11 portable terminal device, 21 photographing unit, 22 sound collecting unit, 23 sound collecting unit, 25 keyword detecting unit, 26 effect generating unit, 27 effect adding unit, 28 transmitting unit, 42 effect image generating unit, 44 effect sound generating unit , 51 effect image superimposing unit, 52 sound effect synthesizing unit, 82 server, 101 receiving unit

Claims

When shooting a moving image, a predetermined keyword is extracted from the sound uttered by the user, which is collected by a sound collecting unit different from the sound collecting unit that collects the environmental sound that is sound accompanying the moving image. A keyword detection unit to detect;
An image processing apparatus comprising: an effect adding unit that adds an effect determined for the detected keyword to the moving image or the environmental sound.
A sound effect generator for generating a sound effect based on the detected keyword;
The image processing apparatus according to claim 1, wherein the effect adding unit synthesizes the sound effect with the environmental sound.
An effect image generating unit that generates an effect image based on the detected keyword;
The image processing apparatus according to claim 2, wherein the effect adding unit superimposes the effect image on the moving image.
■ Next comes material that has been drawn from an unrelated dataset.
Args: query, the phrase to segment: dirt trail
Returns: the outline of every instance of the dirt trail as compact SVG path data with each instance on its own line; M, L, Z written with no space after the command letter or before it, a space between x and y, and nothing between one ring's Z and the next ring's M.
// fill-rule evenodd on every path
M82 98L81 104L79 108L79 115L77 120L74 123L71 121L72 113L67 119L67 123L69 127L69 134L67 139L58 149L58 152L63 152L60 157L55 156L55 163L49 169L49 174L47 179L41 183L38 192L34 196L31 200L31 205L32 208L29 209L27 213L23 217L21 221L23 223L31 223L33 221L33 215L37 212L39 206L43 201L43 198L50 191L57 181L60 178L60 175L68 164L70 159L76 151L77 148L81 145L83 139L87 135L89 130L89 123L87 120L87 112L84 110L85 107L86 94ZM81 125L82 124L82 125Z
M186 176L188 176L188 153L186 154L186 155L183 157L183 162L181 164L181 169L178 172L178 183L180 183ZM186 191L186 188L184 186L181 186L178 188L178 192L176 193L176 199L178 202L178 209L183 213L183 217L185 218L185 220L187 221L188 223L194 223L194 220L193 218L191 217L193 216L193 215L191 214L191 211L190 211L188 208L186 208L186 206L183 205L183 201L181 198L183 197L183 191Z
A photographing unit for photographing the moving image;
A first sound collection unit for collecting the environmental sound;
The image processing apparatus according to claim 3, further comprising: a second sound collection unit that collects sound uttered by the user.
The image processing apparatus according to claim 3, further comprising a receiving unit that receives the moving image, the environmental sound, and a voice uttered by the user.
When shooting a moving image, a predetermined keyword is extracted from the sound uttered by the user, which is collected by a sound collecting unit different from the sound collecting unit that collects the environmental sound that is sound accompanying the moving image. A keyword detection unit to detect;
An image processing method of an image processing apparatus comprising: an effect adding unit that adds an effect determined for the detected keyword to the moving image or the environmental sound,
The keyword detection unit detects the keyword,
An image processing method including a step in which the effect adding unit adds an effect to the moving image or the environmental sound.
When shooting a moving image, a predetermined keyword is extracted from the sound uttered by the user, which is collected by a sound collecting unit different from the sound collecting unit that collects the environmental sound that is sound accompanying the moving image. Detect
A program for causing a computer to execute a process including a step of adding an effect determined for the detected keyword to the moving image or the environmental sound.